Big Macs attack: McCaffrey’s QB son joins him at N Colorado
Northern Colorado coach Ed McCaffrey brought in a graduate-transfer quarterback that he definitely loves.
His name: Dylan McCaffrey, the third oldest of his four boys and a highly touted quarterback with two years of eligibility remaining after leaving Michigan.
The father played it coy when asked about Dylan.
“We have a lot of kids in our program: What’s the last name?” Ed McCaffrey cracked Thursday in a virtual news conference.
Now comes the pressure: From his wife and Dylan’s mom, Lisa.
“If things don’t go right, Lisa is going to be upset,” the coach and former NFL receiver said.
There’s a lot of McCaffreys on board to try to turn things around at a program that’s only had two winning seasons over the last 16 years. Ed McCaffrey was hired on Dec. 12, 2019, but has yet to coach a game following the decision by the Big Sky Conference to postpone its 2020 football season to the spring of 2021. He brought aboard his oldest son, Max, as the receivers coach for the Bears, who play on the Football Championship Subdivision (FCS) level.

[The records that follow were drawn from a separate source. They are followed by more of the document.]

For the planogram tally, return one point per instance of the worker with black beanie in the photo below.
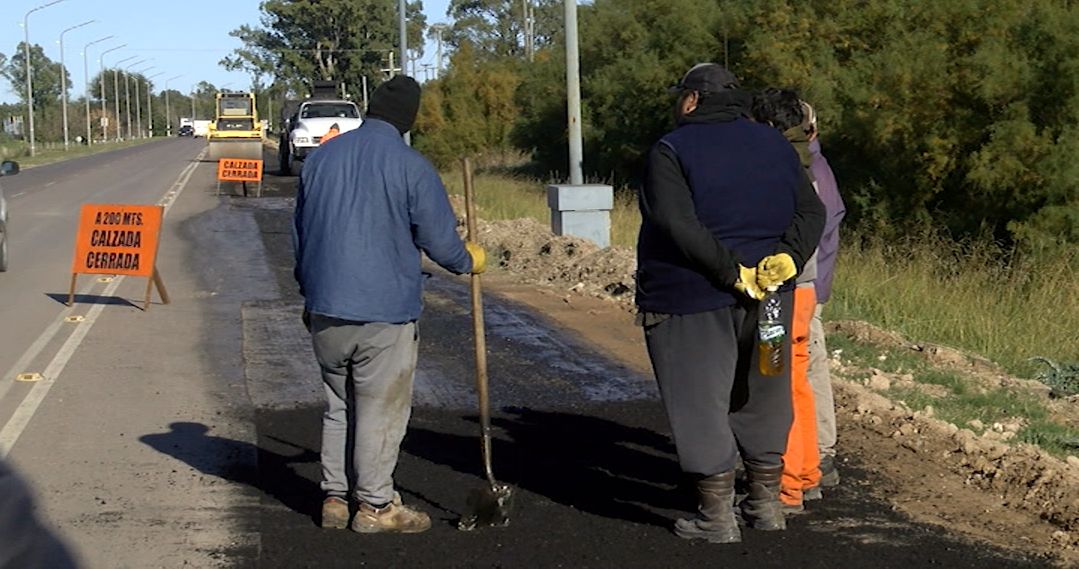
(367, 207)
(396, 102)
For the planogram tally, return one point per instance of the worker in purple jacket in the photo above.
(819, 378)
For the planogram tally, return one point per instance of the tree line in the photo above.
(955, 116)
(48, 99)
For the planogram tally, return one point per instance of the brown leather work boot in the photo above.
(715, 518)
(393, 517)
(762, 509)
(335, 513)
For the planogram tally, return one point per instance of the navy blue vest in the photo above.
(743, 177)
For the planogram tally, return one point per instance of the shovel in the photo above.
(490, 504)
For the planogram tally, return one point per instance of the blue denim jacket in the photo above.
(366, 205)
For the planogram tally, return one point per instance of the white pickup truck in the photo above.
(312, 121)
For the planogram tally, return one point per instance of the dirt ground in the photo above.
(969, 478)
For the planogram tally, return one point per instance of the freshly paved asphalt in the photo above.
(189, 434)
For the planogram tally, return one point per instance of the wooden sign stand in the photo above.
(153, 281)
(242, 171)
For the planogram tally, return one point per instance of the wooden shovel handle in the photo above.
(478, 329)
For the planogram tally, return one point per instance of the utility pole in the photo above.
(404, 46)
(105, 114)
(85, 75)
(139, 77)
(29, 72)
(64, 79)
(149, 103)
(573, 93)
(438, 29)
(127, 96)
(168, 108)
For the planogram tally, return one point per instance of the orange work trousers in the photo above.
(802, 459)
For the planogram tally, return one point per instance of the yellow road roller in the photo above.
(236, 131)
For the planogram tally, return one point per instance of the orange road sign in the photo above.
(237, 170)
(119, 239)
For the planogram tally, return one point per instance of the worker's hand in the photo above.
(478, 255)
(747, 283)
(774, 270)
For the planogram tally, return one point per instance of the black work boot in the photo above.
(715, 518)
(829, 476)
(762, 509)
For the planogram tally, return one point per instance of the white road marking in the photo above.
(26, 409)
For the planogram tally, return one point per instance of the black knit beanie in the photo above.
(396, 102)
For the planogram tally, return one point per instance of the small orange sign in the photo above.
(117, 240)
(237, 170)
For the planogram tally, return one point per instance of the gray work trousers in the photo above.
(368, 369)
(820, 380)
(718, 403)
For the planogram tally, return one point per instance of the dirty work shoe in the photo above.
(793, 510)
(393, 517)
(829, 476)
(335, 513)
(715, 518)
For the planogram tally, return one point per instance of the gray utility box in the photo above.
(582, 211)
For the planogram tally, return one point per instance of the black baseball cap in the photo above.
(710, 78)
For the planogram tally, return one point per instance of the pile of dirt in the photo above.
(528, 248)
(974, 477)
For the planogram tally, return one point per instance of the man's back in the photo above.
(366, 204)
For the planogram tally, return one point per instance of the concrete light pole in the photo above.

Now, there’s Dylan in line to run the offense as he swaps the blue and maize colors of Michigan for the blue and gold of Northern Colorado. He appeared in 13 games for the Wolverines, throwing for 242 yards and three touchdowns. A dual-threat, he also rushed for 166 yards and two more touchdowns. Dylan was eyeing the starter’s job at Michigan last season before dealing with an injury and “then the coaching staff made a different decision,” his dad said.
“You’re just faced with a decision to make, ‘Hey, this hasn’t played out the way I thought. What next?’” Ed McCaffrey said. “So that’s what a lot of players on our team, including Dylan, have gone through — an experience like that, where a lot of the reasons they went there originally are no longer there. He absolutely loves some of his friends he made at Michigan. He’ll have those friends for a lifetime. ... He came to UNC to get on the field to play.”
Dylan McCaffrey was a highly touted quarterback coming out of Valor Christian High School in Highlands Ranch, Colorado, which is about an 85-mile drive from Greeley. He was ranked by some as the No. 6 quarterback in the country out of high school.
Upon entering the transfer portal, he was contacted by several big schools. His father played the role of father, not coach.
“I let the offers come in and let the coaches call him. Then I would ask him how these conversations went and I pretty much stayed out of it,” said Ed, who played 13 seasons in the NFL as a wide receiver for the Denver Broncos, San Francisco 49ers and the New York Giants. “As the weeks went by, I asked him who he was thinking about and talked through it with him. Just made sure again, like coming out of high school, that he was asking all the right questions and looking at their roster and looking at who they’re bringing in.
“I admit, he had some pretty good options. I’m absolutely thrilled, on his own, he decided this was the best option.”
The father is no stranger to coaching his four sons, having instructed all of them at some point. There’s also Christian, a standout tailback with the Carolina Panthers, and the youngest, Luke, who was a QB at Nebraska before recently entering the transfer portal.
From his experiences with coaching Max, Ed McCaffrey learned how to separate coach from father and not bring football talk to the dinner table.
“You absolutely have to know when to take your coach’s hat off and be a dad,” the father said. “I’m always going to be a dad first.”
The Bears have a roster full of players they’ve added from programs like Akron, Central Florida, Cincinnati, Texas Christian and Washington State. There’s another Michigan player on the roster in tailback Tru Wilson, who rushed for 586 yards on 107 attempts over his career with the Wolverines before transferring.
Although the Bears have opted out of playing this spring, they will schedule a few scrimmages.
And know this: Their coach is setting the bar high next season — like national-championship high.
“I say if you’re not setting them high enough, and people aren’t laughing at your goals, then you need to set them higher,” Ed McCaffrey said. “I think if (a national title) is not your goal, what are you doing?”